As evaluated by practicing IR physicians, ChatGPT generated information for patient consent that was accurate, written in a conversational tone, and could be understood by a standard patient. The majority of physicians agreed the outputs were accurate, conversational, and could be read by a normal patient, all critical aspects of the informed consent process. Prior studies have evaluated both ChatGPT-3 and ChatGPT-4 utility in patient consent, finding that both models accurately answered patient inquiries regarding IR procedures [8]. However, the Flesch-Kincaid Grade Level (11.65) for GPT4 was well above the recommended 8th-grade level which is in concordance with findings seen in previous studies that examine the readability of the prior ChatGPT-3 model [4]. The similarities seen in both models highlight how updates to the ChatGPT model do not necessitate improvements in all domains. Due to the shifting scopes of LLMs like ChatGPT, there is need for ongoing reassessment to evaluate the potential strengths and pitfalls of this clinically applicable tool.
Furthermore, a periodical assessment of how physicians view this new-age tool is critical as the LLMs evolve and both the capabilities and opinions on this technology change. The surveyed physicians highlighted a potential pitfall of ChatGPT-4 as a viable clinical tool: a decreased ability to provide a comprehensive explanation for the IR procedure. Nearly one-third of physicians reported that the GPT-4 output did not comprehensively explain the procedures’ risks, benefits, and alternatives. While ChatGPT-4’s outputs were rated as accurate, a significant portion of physicians reported that the information was insufficient in explaining the necessary information for a patient's consent, a finding similarly observed in the previous iteration of ChatGPT [9]. This limitation may explain why one-third of all surveyed physicians (33%) reported that they were not comfortable providing the outputs to their patients. The data highlights the need for physician supervision and verifications of medical outputs from the current version of the model.
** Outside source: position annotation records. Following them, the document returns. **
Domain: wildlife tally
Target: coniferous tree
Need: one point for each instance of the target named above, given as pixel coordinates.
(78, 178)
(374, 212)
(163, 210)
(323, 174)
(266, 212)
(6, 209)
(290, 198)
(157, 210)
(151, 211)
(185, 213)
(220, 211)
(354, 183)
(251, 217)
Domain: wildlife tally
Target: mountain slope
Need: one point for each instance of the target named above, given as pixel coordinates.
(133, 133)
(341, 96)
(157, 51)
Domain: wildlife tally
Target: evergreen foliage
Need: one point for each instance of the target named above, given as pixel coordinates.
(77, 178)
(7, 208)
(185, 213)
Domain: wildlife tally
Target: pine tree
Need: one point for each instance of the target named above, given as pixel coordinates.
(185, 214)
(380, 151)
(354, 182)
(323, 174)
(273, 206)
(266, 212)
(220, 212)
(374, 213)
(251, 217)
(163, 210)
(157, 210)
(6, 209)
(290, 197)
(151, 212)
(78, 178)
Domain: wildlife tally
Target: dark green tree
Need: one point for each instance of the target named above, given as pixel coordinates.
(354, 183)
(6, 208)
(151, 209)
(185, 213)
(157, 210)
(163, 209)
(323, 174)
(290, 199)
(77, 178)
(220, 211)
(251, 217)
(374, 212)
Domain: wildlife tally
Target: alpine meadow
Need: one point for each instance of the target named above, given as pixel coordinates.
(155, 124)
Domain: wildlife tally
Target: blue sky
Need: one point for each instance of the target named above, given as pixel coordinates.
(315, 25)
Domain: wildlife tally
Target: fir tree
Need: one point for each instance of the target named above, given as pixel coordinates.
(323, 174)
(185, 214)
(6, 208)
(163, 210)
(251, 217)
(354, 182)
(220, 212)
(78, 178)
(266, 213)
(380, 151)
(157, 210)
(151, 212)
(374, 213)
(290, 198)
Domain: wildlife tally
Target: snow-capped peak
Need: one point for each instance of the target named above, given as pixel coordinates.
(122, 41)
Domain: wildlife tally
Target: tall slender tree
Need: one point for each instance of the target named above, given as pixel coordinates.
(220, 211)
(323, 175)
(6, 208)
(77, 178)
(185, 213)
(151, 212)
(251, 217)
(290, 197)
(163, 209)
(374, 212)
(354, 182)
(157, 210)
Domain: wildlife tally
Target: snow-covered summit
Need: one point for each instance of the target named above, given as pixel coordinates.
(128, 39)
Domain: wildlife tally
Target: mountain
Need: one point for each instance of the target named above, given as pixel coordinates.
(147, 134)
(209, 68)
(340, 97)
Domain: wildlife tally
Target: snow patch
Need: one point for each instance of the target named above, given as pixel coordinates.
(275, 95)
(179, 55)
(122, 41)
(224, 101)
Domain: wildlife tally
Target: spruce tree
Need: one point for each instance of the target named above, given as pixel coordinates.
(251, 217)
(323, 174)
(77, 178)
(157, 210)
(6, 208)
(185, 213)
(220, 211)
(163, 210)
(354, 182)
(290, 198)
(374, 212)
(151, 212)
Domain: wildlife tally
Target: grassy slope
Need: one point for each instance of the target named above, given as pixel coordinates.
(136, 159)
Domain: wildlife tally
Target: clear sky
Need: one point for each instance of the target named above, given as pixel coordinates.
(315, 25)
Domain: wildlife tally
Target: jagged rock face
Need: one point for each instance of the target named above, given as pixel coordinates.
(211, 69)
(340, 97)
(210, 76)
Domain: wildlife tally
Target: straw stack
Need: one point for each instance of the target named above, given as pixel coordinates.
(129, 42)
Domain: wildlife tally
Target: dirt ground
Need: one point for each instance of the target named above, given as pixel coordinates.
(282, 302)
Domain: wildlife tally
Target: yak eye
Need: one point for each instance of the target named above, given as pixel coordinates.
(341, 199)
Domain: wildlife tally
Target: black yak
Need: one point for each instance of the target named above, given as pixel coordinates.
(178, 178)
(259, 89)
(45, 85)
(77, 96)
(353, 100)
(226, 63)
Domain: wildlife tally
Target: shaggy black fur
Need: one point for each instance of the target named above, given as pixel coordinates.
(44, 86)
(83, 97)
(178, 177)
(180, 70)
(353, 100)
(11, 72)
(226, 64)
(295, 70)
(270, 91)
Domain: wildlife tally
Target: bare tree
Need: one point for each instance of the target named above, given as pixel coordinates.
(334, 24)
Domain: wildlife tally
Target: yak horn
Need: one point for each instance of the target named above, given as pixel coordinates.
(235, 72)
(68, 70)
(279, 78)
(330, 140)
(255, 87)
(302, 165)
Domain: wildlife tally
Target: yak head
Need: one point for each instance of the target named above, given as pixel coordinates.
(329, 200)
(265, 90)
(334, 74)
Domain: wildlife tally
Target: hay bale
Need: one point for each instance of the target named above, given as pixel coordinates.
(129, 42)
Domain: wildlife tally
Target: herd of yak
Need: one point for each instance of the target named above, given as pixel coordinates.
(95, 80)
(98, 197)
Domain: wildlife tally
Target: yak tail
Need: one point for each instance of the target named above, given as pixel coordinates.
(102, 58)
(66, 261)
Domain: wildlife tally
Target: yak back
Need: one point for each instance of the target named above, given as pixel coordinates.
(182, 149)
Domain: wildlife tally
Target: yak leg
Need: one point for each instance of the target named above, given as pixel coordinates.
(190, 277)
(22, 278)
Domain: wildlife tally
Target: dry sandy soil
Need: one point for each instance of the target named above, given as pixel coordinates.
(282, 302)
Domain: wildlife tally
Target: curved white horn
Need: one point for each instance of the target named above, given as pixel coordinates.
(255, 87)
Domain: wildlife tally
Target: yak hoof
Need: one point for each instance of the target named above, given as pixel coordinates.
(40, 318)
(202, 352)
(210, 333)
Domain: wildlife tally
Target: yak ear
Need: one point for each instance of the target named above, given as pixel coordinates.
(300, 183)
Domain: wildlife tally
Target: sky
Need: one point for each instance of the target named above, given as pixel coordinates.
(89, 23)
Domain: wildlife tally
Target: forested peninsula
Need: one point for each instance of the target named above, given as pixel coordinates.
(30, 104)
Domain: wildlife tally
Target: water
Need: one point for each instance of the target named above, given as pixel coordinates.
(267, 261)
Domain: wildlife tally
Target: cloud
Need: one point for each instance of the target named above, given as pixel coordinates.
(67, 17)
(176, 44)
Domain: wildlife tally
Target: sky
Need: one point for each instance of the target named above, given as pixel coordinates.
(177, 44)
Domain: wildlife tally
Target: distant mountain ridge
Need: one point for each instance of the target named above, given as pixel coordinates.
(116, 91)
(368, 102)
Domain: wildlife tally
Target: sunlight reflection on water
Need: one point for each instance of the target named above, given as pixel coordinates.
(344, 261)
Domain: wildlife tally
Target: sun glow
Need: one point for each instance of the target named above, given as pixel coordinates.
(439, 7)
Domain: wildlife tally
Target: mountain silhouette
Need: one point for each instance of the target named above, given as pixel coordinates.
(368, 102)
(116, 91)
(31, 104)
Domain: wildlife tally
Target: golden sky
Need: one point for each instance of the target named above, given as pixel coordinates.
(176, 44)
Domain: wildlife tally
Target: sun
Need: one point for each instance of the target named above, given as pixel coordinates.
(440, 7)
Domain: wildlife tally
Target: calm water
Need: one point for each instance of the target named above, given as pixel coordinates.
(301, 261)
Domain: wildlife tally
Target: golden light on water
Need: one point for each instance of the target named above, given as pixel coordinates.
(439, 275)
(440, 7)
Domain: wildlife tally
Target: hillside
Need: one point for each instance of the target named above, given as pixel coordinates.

While physician verification of ChatGPT outputs may seem like the optimal path forward, lack of agreement across physicians may limit this implementation. The intraclass correlation coefficient (0.39) measured physician ratings across all five procedures and demonstrated poor interrater agreement. The surveying physicians were unable to agree on their evaluation of ChatGPT outputs, highlighting the subjective nature in which medical ChatGPT outputs are viewed by physicians. The poor interrater reliability exemplifies an obstacle that must be addressed in the implementation and future deployment of LLM technology.
In analyzing the physician demographics, the linear regression revealed an inverse relationship between years in training and average output score. The fewer years in practice of the physician the higher they rated the ChatGPT output, and conversely, the more years in practice of the physician the lower they rated the output. The relationship has been observed in other studies that surveyed the general public finding that people under 50 years old are more likely to find ChatGPT highly useful than those over 50 years old [10]. With technology becoming a more integral part of medicine, it is important to convey the current state of LLM technology to the IR community. IR is a specialty built by innovation. From its beginning, IR has been a field of rapid adaptors who continuously iterate and develop more advanced ways to impact patient care by constantly pushing the envelope on what is possible. As a specialty that resides at the forefront of innovation and at the intersection of medicine and technology, IR is a field ripe to capitalize on this rapidly evolving technology.
This study was limited in its design in that physicians surveyed in the study were not blinded to the author of the outputs (ChatGPT). Therefore, raters may have been biased both positively and negatively by their preconceived views of ChatGPT and artificial intelligence. Furthermore, the twenty-one physicians all from academic institutions are unlikely to be a completely accurate representation of all practicing interventional radiologists. A larger study is needed to better capture a more representative assessment of the model through the lens of a general IR physician. Still, the present study provides a strong evaluation of the state of ChatGPT-4 that is needed to further assess how ChatGPT evolves. Furthermore, our input prompt to ChatGPT was not validated to be comprehensive, so patients may use other wording when interfacing with LLMs that may produce information not captured by our query.